The government has been criticized for downplaying its environmental impact.

“I think BC sees this as a black mark and they definitely want to get rid of it and prove they can do the job right here,” said Chris Zimmer, with Rivers Without Borders, an environmental watchdog group in Juneau that follows transboundary mining activity. He says BC can now move forward with cleanup.

“The BC government for a couple years has been saying that this bankruptcy has hindered them, has tied their hands, has limited their abilities to actually get in there and physically cleanup up the mine and shut it down,” Zimmer said.

There are still a few steps before that can happen. Chieftain Metals must dissolve.
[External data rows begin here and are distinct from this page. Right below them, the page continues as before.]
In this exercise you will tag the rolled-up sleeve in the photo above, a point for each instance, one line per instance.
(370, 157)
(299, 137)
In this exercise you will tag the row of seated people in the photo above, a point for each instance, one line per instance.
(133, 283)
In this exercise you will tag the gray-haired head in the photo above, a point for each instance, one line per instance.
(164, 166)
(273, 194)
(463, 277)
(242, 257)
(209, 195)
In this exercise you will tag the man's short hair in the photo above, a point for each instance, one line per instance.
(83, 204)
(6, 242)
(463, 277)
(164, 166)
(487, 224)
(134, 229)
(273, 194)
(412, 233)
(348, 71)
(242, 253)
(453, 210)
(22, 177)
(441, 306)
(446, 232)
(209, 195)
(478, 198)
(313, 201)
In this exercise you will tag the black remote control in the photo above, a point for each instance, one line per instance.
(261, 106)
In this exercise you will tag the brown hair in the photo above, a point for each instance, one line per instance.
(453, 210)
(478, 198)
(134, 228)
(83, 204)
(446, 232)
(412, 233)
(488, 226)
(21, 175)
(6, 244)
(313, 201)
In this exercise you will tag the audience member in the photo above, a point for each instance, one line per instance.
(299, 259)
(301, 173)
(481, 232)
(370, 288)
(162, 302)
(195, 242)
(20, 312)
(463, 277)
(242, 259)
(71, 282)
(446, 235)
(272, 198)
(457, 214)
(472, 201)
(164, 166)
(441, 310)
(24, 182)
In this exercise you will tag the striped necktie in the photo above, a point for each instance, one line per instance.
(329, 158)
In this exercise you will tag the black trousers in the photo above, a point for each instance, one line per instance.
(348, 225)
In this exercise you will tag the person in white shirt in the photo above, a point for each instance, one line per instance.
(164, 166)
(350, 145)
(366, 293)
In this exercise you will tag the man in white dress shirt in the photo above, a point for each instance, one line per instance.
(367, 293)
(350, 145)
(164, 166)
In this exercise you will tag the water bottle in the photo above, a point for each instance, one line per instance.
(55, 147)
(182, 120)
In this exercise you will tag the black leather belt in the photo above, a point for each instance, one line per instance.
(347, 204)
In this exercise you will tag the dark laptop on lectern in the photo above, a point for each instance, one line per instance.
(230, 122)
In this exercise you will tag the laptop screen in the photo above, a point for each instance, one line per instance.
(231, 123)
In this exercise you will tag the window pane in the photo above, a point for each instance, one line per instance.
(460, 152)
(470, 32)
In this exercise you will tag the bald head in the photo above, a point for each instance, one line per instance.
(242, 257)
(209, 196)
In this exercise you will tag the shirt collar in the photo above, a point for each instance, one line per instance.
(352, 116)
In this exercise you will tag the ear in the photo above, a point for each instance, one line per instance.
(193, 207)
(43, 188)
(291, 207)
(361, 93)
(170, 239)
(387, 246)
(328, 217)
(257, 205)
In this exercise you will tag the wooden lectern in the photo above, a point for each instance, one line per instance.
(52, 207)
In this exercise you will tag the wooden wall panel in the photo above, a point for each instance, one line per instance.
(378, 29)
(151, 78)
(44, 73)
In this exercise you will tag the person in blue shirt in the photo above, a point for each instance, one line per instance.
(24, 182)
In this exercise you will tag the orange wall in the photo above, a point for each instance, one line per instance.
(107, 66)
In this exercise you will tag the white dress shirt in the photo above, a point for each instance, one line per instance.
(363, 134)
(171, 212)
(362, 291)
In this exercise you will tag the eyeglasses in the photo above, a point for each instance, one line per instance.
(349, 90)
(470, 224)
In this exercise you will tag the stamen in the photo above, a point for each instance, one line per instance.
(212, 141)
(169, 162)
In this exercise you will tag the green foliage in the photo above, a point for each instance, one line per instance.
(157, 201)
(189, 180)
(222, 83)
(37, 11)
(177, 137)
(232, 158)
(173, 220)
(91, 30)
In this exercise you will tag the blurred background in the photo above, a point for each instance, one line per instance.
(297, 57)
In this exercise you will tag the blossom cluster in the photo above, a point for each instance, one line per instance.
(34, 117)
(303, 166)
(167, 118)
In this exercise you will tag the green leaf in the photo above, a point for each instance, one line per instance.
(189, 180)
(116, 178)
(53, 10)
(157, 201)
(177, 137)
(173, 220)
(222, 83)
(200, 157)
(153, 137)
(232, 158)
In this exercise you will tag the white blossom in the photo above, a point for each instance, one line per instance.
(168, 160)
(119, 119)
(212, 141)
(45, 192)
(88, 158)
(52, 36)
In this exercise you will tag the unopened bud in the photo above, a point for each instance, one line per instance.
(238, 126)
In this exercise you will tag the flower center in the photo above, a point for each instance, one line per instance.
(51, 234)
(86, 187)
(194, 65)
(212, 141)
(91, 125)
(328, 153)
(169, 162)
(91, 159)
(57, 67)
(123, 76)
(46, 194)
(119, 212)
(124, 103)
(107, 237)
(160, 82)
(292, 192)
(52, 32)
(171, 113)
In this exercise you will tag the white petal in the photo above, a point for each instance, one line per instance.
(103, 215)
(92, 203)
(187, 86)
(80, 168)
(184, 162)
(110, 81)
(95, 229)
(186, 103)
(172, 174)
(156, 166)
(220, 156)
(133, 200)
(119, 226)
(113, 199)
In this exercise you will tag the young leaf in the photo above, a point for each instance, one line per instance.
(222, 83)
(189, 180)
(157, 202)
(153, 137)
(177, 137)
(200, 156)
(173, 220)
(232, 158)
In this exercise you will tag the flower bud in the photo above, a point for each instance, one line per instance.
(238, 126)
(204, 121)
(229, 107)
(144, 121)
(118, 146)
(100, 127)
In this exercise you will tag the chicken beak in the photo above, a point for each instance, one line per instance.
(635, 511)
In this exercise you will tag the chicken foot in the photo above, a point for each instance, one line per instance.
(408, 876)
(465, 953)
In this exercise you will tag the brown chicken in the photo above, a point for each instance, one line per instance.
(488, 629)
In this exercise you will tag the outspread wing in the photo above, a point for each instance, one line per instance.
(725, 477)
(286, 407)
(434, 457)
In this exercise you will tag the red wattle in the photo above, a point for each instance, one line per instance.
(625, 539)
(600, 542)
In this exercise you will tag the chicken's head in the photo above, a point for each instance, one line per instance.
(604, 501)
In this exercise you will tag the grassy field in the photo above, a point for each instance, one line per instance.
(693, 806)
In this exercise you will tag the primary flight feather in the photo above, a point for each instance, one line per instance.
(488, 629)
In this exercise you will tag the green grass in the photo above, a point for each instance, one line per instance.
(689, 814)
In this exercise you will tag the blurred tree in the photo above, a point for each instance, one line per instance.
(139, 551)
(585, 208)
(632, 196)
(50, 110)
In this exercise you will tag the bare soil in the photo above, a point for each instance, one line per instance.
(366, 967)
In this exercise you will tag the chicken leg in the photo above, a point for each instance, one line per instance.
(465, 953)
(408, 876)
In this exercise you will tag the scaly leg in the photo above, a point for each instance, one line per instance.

An official with BC’s Mines Division says that’s expected to happen this fall.

Zimmer says there is a long road ahead for remediation.

“It’s going to take a bit of time, certainly, to get the clean up together and deal with the engineering challenges,” he said. “So, we’re hoping to see BC right away firming up its plans, creating budgets, and hopefully becoming a bit more transparent with us here in Alaska so we know what’s going on.”

The BC Ministry of Mines did not respond to requests for comment.

Although Tulsequah Chief Mine is small compared to other transboundary mines in Southeast — and many that are proposed for development — Archibald says all eyes are on it.

“It’s kind of the poster child for bad Canadian mining practices,” he said.

He says it could set a precedent for how the BC government deals with the industry.